Следователь Гмыря, против ожидания, совсем не злился на то, что ему передали чужое дело.
– Одно дело, когда мне передают материалы, с которыми кто-то не справился, и я понимаю, что нужно подчищать чужие ошибки, и совсем другое – когда это действительно производственная необходимость, точнее, правовая, – объяснил он Селуянову. – Мишка Ермилов не виноват, что подозреваемый оказался любовником его жены. Он грамотный следователь и наверняка с блеском провел бы дело. Но закон запрещает, против этого не попрешь.

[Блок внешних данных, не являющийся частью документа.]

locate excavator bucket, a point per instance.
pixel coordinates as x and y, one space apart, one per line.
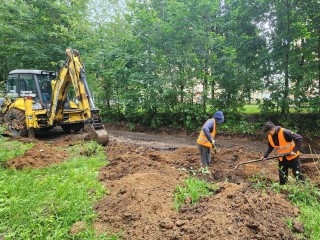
98 133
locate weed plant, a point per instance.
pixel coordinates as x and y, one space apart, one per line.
191 192
45 203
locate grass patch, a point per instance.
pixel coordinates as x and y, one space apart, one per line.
191 192
305 196
10 149
45 203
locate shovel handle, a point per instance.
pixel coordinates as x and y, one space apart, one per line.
259 159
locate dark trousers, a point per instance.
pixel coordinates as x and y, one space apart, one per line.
295 165
205 155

Выслушав сообщение Зарубина об Артеме Кипиани, Гмыря задумался.
– Как мальчик-то, ничего? – неопределенно спросил он.
– Хороший парень, – уверенно ответил Сергей. – Толковый и вообще очень симпатичный.
Оперативники понимали, о чем сейчас размышляет Борис Витальевич. Информация Ермилова о том, что Дударев часто бывает на книжной ярмарке в «Олимпийском», требовала, чтобы и в этой огромной толпе, помимо других мест, выявлялись возможные связи подозреваемого. Работы навалом, а людей не хватает. И при раскрытии преступления приходится придумывать разные хитрые фокусы, направленные на сокращение объема работ. Выход напрашивался сам собой: вместо того чтобы тупо искать неизвестно кого по всей Москве, проще выпустить Дударева из камеры, чем-нибудь припугнуть как следует и посмотреть, кого он побежит предупреждать об опасности.

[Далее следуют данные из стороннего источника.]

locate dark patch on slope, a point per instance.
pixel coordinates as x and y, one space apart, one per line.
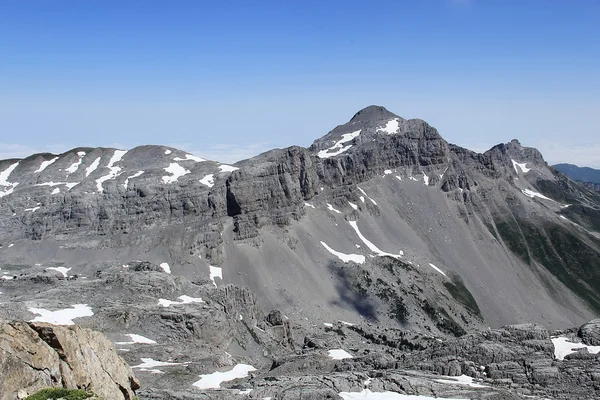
352 286
572 261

– Борис Витальевич, – осторожно сказал Зарубин, – он почти слепой. Разве мы имеем право вовлекать его в наши дела?
– Сколько ему лет, говоришь? – вместо ответа поинтересовался следователь.
– Девятнадцать.
– Ну вот видишь, он совершеннолетний. И никто его никуда вовлекать не собирается. Просто мы никому не скажем, что он ничего не видит, а его попросим быть внимательным и никому из посторонних не говорить о своей болезни, вот и все.

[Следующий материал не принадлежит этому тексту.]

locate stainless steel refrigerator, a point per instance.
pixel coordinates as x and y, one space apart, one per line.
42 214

Селуянов тихонько хмыкнул. Гмыря, как и любой другой человек, не был лишен недостатков, но оперативники любили с ним работать, потому что Борис Витальевич в прошлом сам был сыщиком и понимал проблемы розыскников. Более того, он в отличие от многих следователей частенько шел на нарушения закона, не грубые, конечно, и не наносящие ущерба правосудию.
– Надо с родителями Артема поговорить, – предложил Сергей.
– Тоже правильно, – кивнул Гмыря. – Как говорится, для поддержки штанов. Но вообще-то, ребятки, об этом распространяться не следует. Узнают – по головке не погладят.
– Понял, не дурак, – весело откликнулся Селуянов.
– Кстати, я слышал, Каменская вернулась, – неожиданно сказал следователь. – Это правда?
– Истинный крест.
– Ты можешь попросить ее, чтобы она сходила к родителям этого парня?
– Да я сам могу сходить, труд невелик, – удивленно ответил Селуянов.
– Ага, ты сходишь. С тобой даже разговаривать не станут, как посмотрят на твою дурашливую физиономию. И Серегу нельзя засылать, молодой он еще, не сможет правильно построить разговор, если они упираться начнут. А Каменская их уговорит. И потом, там же, как я понял, какой-то музыкальный вопрос, ни ты, ни Зарубин в этом ничего не понимаете, а я тем более. Зато Анастасия ваша – дамочка музыкальная, это я еще по делу Алины Вазнис помню. Она тогда с оперными либретто разбиралась.